En el transporte no había cañones, pero su cubierta había sido construida con la inclinación de un tejado. Tres de las bombas rodaron antes de estallar, dejando un reguero de humo mientras caían sin haber cumplido si misión. Sin embargo, dos explotaron a tiempo. La nave entera se balanceó en el aire cuando la conmoción hizo que la Pécheur perdiera el ritmo por un instante, lo que abrió una serie de boquetes en la tablazón del transporte. Laurence tuvo un atisbo de una cara pálida que le miraba desde el interior, manchada de polvo y con un gesto de terror inhumano. Después, Temerario viró hacia un lado y se apartó de allí.

Había sangre que caía goteando de algún lugar, un chorro fino y negro. Laurence se inclinó para comprobarlo, pero no vio ninguna herida. Temerario estaba volando bien.

—¡Granby! —gritó, señalando a la sangre.

—¡Es de sus garras! ¡De la otra bestia! —le gritó Granby un momento después, y Laurence asintió.

Pero no hubo ocasión para hacer una segunda pasada. Dos dragones franceses venían directamente hacia ellos. Temerario batió las alas y se elevó hacia el cielo a toda velocidad, seguido por las bestias enemigas. Ya habían visto su truco y se acercaron a él a un ritmo más precavido para no pasarse de largo.

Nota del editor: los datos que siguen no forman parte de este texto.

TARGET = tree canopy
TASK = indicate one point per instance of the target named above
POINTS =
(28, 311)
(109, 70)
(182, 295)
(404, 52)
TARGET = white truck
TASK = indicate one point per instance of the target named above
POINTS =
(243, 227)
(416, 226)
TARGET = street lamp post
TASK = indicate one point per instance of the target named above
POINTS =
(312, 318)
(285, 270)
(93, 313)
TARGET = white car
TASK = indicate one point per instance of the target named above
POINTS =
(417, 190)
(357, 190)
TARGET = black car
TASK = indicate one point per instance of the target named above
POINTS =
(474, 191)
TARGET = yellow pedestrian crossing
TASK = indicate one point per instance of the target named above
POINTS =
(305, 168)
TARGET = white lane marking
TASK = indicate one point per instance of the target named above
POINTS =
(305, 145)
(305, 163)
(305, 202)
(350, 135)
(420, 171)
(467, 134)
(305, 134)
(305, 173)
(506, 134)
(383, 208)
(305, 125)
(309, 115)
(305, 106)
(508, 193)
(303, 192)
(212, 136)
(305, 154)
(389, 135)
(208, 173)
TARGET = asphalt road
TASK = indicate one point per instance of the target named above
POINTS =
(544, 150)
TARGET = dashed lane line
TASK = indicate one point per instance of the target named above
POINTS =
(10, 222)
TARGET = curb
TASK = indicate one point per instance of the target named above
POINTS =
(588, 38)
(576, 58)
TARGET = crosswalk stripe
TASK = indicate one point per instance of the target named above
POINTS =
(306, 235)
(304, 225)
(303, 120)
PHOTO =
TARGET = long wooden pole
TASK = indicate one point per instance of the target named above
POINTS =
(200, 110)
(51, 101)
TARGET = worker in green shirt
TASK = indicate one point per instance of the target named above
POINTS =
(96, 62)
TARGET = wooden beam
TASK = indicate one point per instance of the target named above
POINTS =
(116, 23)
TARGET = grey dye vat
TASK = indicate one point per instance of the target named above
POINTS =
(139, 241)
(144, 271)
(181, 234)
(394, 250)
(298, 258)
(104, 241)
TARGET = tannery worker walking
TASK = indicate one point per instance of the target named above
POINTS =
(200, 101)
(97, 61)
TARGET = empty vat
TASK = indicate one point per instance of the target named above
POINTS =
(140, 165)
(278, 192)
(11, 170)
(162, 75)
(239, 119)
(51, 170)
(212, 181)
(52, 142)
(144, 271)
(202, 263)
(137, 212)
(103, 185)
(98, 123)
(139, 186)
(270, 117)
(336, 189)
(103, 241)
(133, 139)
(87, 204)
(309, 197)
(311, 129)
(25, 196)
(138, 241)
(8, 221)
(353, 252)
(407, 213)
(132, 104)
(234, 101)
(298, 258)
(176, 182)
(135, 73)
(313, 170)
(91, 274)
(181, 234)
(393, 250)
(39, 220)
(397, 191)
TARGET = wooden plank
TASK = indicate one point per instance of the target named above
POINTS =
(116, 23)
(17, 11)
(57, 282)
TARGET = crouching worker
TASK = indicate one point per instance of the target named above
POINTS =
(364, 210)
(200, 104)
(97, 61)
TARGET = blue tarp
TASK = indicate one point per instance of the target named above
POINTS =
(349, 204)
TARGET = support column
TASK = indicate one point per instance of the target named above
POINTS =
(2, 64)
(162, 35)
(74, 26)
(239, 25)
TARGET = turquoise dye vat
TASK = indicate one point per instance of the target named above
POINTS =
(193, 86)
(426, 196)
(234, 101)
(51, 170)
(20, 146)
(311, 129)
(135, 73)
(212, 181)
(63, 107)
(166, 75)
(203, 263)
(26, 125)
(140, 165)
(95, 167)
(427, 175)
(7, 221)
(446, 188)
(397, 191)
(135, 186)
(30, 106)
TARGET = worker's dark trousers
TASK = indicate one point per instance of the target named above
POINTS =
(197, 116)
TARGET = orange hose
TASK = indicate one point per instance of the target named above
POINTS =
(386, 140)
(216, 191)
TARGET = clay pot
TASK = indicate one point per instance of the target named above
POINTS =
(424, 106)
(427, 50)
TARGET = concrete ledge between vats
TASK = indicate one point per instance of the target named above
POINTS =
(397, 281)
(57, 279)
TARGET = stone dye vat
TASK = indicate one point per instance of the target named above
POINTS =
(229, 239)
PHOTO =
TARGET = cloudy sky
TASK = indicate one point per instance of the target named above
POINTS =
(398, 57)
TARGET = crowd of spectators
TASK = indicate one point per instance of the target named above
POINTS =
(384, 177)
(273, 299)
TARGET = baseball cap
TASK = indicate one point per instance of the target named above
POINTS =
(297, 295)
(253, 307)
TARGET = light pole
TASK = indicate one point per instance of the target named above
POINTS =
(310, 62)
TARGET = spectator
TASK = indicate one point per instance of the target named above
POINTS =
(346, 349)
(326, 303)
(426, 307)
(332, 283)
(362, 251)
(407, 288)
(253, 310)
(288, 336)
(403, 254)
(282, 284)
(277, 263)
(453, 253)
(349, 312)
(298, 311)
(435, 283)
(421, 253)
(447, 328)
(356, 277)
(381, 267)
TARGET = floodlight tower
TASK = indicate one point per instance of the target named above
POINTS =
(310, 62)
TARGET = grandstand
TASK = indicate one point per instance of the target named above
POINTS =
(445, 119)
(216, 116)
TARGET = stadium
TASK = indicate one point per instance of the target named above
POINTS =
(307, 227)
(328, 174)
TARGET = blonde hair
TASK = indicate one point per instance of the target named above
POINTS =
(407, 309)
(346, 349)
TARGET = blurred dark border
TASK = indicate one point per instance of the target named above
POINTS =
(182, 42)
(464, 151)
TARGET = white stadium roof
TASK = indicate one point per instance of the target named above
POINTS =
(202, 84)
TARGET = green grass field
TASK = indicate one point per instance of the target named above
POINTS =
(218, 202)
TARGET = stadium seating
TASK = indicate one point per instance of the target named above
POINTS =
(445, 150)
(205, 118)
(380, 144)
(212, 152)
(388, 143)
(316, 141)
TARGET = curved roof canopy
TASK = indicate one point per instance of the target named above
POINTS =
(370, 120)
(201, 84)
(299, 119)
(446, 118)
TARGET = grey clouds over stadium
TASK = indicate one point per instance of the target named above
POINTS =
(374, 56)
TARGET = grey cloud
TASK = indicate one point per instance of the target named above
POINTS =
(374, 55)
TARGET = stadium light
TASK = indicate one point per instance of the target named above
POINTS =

—¡Media vuelta, directo hacia abajo y a por ellos! —le indicó Laurence a Temerario.

—¡Armas preparadas! —gritó Riggs a su espalda.

Temerario expelió una profunda bocanada y giró en redondo a mitad del vuelo. Sin tener que luchar ya contra la gravedad, se precipitó en picado hacia los dragones franceses con un feroz rugido. Su tremendo volumen hizo vibrar los huesos de Laurence, a pesar del ulular del viento en su rostro. El dragón que iba delante retrocedió con un chillido y enredó sus alas contra la cabeza del segundo.

Temerario pasó volando entre ambos, atravesando la humareda acre de los disparos enemigos, mientras los fusiles ingleses ladraban su respuesta. Varios de los adversarios muertos ya tenían las correas cortadas y se precipitaban al vacío. Temerario lanzó un zarpazo al pasar y abrió una herida en el costado del segundo dragón. Un chorro de sangre salpicó los pantalones de Laurence, que sintió su contacto cálido y febril contra la piel.

Mientras se alejaban, sus dos atacantes seguían esforzándose por enderezarse. El primero estaba volando muy mal y emitía agudos chillidos de dolor. Laurence miró hacia atrás y vio cómo el dragón volvía grupas hacia Francia: con tal superioridad numérica, los aviadores de Bonaparte no tenían por qué exigir más a los dragones heridos.

—¡Bravo! —dijo Laurence, incapaz de reprimir la alegría.

Su orgullo era evidente en su tono de voz, por absurdo que fuese permitirse esos sentimientos en el apogeo de una batalla tan desesperada. Tras él, los tripulantes prorrumpieron en vítores cuando el segundo dragón francés se alejó para buscar a otro adversario, sin atreverse a atacar él solo a Temerario. Éste se dirigió de nuevo hacia su objetivo original, irguiendo la cabeza con orgullo: por el momento, no había sufrido ni un rasguño.